言語に属する複雑度は文法によって与えられる。命題は、命題によって表現される事実と同じ複雑度をもたなければならない。すなわち、同じ自由度をもたなければならないのである。われわれは言語でもって、実際に生じうるのと同じだけ多くのことができなければならない。文法は、われわれが言語によってあることをする(他の事はしない)ことを可能にする。文法は自由度を固定するのである。

色の図式を表現するために、心理学では色の八面体が使われる。しかし、この八面体は、文法の一部であって、心理学の一部ではない。それは、われわれが何をすることができるかを告げる。われわれは、緑色っぽい青について語ることはできるが、緑色っぽい赤について語ることはできない、等々。
しかし文法は完全に任意的な選択の問題であるわけではない。文法は、われわれの事実の複雑度を表現することを可能にしなければならず、われわれに事実が持つのと同じ自由度を与えるのでなければならない。

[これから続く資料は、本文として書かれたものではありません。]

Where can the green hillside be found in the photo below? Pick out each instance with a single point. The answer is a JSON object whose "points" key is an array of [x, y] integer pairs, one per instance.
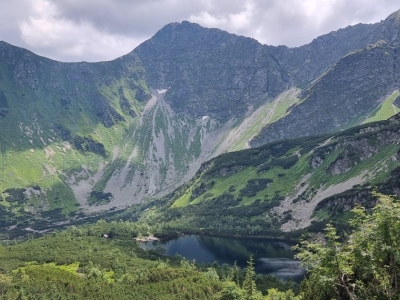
{"points": [[284, 187]]}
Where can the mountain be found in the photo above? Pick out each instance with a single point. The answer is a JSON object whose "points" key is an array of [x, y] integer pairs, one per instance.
{"points": [[282, 188], [83, 138]]}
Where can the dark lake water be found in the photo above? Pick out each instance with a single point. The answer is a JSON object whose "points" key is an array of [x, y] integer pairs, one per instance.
{"points": [[270, 256]]}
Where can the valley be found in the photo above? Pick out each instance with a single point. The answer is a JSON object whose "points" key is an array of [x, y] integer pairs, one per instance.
{"points": [[220, 153]]}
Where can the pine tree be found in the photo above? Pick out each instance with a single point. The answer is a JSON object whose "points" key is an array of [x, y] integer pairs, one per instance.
{"points": [[249, 285]]}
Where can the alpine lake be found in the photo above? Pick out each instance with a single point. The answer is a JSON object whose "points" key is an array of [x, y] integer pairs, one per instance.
{"points": [[271, 257]]}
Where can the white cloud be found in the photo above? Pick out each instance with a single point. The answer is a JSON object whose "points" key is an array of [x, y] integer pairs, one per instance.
{"points": [[92, 30], [49, 31]]}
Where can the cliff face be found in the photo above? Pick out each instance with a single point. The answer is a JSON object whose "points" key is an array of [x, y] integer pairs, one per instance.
{"points": [[344, 96], [77, 138]]}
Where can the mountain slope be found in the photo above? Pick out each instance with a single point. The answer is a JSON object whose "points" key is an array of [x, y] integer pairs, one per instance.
{"points": [[285, 186], [82, 138]]}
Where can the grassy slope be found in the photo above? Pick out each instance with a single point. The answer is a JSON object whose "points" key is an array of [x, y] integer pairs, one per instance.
{"points": [[386, 110], [231, 186]]}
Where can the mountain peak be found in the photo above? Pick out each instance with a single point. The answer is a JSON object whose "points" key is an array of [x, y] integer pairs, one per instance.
{"points": [[394, 16]]}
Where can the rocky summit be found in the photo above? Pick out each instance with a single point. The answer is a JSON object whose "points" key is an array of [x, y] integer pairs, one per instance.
{"points": [[84, 138]]}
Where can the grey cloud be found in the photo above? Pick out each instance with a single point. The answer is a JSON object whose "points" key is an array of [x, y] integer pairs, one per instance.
{"points": [[105, 29]]}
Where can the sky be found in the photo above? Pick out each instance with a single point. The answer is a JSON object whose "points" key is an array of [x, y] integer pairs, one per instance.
{"points": [[98, 30]]}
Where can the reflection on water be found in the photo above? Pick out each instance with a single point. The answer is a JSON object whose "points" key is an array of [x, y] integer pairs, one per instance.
{"points": [[270, 257]]}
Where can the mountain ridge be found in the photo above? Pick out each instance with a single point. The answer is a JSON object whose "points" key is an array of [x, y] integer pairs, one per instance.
{"points": [[82, 138]]}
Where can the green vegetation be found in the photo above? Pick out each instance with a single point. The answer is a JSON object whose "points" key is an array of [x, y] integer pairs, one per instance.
{"points": [[102, 261], [364, 266], [386, 110], [235, 193]]}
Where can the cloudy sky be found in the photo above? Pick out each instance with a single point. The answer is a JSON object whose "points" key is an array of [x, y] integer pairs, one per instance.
{"points": [[95, 30]]}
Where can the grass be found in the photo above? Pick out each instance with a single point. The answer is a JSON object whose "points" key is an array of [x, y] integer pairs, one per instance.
{"points": [[386, 110], [281, 104]]}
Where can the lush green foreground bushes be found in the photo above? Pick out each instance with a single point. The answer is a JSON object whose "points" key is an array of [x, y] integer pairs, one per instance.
{"points": [[80, 263]]}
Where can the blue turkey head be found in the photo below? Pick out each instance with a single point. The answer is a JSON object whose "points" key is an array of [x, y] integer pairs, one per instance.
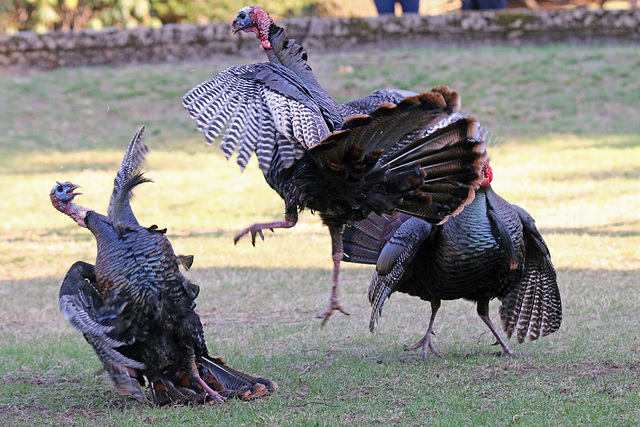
{"points": [[63, 191]]}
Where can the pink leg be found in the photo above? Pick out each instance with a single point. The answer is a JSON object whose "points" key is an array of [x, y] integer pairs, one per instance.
{"points": [[425, 343], [483, 312], [256, 229], [334, 304], [211, 392]]}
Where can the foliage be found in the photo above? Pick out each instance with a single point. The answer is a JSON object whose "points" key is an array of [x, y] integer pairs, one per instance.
{"points": [[47, 15]]}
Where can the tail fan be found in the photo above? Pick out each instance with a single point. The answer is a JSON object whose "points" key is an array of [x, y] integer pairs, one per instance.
{"points": [[131, 165], [363, 240], [233, 383]]}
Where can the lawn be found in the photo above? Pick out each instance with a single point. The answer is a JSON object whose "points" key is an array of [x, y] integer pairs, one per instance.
{"points": [[564, 126]]}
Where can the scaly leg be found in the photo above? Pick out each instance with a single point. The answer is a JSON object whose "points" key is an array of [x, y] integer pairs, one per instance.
{"points": [[483, 312], [256, 229], [336, 245], [425, 343]]}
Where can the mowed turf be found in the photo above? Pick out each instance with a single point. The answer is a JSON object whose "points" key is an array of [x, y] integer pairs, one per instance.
{"points": [[565, 131]]}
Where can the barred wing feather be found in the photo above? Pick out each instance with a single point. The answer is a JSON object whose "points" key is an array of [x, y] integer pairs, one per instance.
{"points": [[257, 101]]}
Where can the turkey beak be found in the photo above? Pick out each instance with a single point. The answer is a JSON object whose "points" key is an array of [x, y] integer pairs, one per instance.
{"points": [[70, 191], [235, 27]]}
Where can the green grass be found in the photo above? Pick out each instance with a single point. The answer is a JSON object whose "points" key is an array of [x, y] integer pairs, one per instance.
{"points": [[566, 146]]}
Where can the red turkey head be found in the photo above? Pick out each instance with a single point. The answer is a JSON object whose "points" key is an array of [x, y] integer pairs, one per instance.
{"points": [[487, 174], [253, 19]]}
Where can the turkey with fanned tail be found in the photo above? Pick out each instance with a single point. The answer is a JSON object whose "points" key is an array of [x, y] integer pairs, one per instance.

ユークリoッド幾何学は文法の一部である。それは、表現の規約であり、したがって文法の一部なのである
(中略)
いまや、想像可能な事柄は実現可能であると言う際に何が意味されているかを見て取ることができる。もしある出来事が過去に起きたとしても、そのこと自体は当の出来事が現在起きることが可能であるということを証明するわけではない(もっともわれわれは、ついそう考えがちではあるが)。可能性は、言語そのものの内に表現されている(含まれている)のである。